As shown in this case report, the digital workflow is a safe and predictable procedure because of the quality of CT image acquisition and the printing precision of Ti-mesh.3,4 A customized Ti-mesh can have many advantages. This fabrication process offers a bended grid with neat and clean margins, without irregularities and imprecision that may harm soft tissue. The precise adaptation of the mesh to regenerative material and native bone may help reduce micro-movements. In addition, the fabrication process eliminates the need to manually adapt the mesh to the patient, which significantly reduces the working time, open flap period, risk of contamination, and, consequently, postoperative infections.2–4
The risk of early or late exposure is the main drawback of Ti-mesh and seems to correlate with wearing a mobile prosthesis and/or inadequate modeling of the mesh.4,5 Accurate digital planning and a careful prosthetic protocol during the first 3 months of healing seem to be key factors for avoiding biological complications (ie, exposure of Ti-mesh). After removal of the Ti-mesh, a layer of connective tissue covering the newly formed bone, the so-called “pseudo-periosteum,” was observed. This is indicative of a lack of bone regeneration due to infiltration of connective tissue across the mesh holes and does not allow for verification of bone density and features of augmented bone but seems to protect the bone in case of exposure.
After 1 year of loading (Figures 12 and 13), CT was useful for evaluating the structure and stability of the augmented bone. All implants were entirely surrounded by bone tissue on the buccal side, and there was a new cortical layer due to reorganization and remineralization of newly formed bone; the old cortical layer was still detectable in the scans (Figure 14). The rationale to place implants simultaneously with horizontal bone augmentation was based on a reference point to verify the reduction of augmented bone over time.

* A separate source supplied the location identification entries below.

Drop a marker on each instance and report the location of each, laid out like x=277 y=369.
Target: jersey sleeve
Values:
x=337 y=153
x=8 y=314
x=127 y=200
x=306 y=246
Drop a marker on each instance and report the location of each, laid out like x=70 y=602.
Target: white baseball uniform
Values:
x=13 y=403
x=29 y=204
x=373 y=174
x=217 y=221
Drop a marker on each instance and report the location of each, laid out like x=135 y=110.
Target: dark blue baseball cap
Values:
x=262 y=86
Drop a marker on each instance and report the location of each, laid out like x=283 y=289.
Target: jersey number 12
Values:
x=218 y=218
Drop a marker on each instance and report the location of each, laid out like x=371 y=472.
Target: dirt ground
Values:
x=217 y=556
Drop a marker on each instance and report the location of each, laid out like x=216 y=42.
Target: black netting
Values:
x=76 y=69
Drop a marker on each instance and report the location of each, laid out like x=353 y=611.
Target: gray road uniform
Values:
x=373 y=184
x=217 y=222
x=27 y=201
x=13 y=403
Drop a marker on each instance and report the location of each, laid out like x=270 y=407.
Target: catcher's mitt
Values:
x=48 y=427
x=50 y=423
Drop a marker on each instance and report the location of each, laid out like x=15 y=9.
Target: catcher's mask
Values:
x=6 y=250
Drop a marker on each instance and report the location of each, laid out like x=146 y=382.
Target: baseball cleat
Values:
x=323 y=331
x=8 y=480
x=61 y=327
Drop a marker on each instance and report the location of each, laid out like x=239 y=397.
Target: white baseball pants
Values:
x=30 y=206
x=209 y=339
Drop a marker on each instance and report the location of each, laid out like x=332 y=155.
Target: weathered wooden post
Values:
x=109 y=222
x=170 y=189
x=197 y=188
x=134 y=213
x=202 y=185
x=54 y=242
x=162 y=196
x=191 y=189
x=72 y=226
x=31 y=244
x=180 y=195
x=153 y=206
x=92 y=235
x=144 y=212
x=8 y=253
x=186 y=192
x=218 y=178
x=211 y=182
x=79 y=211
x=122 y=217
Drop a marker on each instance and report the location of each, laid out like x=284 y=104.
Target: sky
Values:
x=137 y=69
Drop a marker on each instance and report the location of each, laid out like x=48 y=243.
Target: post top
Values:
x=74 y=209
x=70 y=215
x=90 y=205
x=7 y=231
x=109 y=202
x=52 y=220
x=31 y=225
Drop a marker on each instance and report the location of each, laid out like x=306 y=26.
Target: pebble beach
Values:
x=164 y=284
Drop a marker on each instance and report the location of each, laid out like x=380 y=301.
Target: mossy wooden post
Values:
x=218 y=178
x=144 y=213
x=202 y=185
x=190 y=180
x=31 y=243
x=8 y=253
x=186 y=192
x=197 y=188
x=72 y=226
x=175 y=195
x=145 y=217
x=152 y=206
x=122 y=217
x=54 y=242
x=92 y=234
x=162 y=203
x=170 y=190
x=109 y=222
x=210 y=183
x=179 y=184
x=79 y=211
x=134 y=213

In summary, the advantages of 3D designing and printing a customized Ti-mesh are the high stability of the regenerative material, neat margins and no sharp edges, only 2 or 3 vestibular pins needed to fix the mesh, working time reduction, infection risk reduction, and previsualization of the result.
With proper patient selection, careful diagnostic procedures, and advanced surgical skills, this technique could become a valid alternative to standard Ti-mesh in the edentulous atrophic maxilla. The predictability of this technique permits simultaneous implant placement without compromising bone regeneration over the implants in cases of fenestration or dehiscence.
Within the limit of a case report, immediate maxillary implant insertion with simultaneous horizontal bone augmentation with customized CAD/CAM Ti-mesh is a promising technique. Comparative studies with longer follow-up and a larger population are required to validate this simplified approach.
The authors declare no conflicts of interest.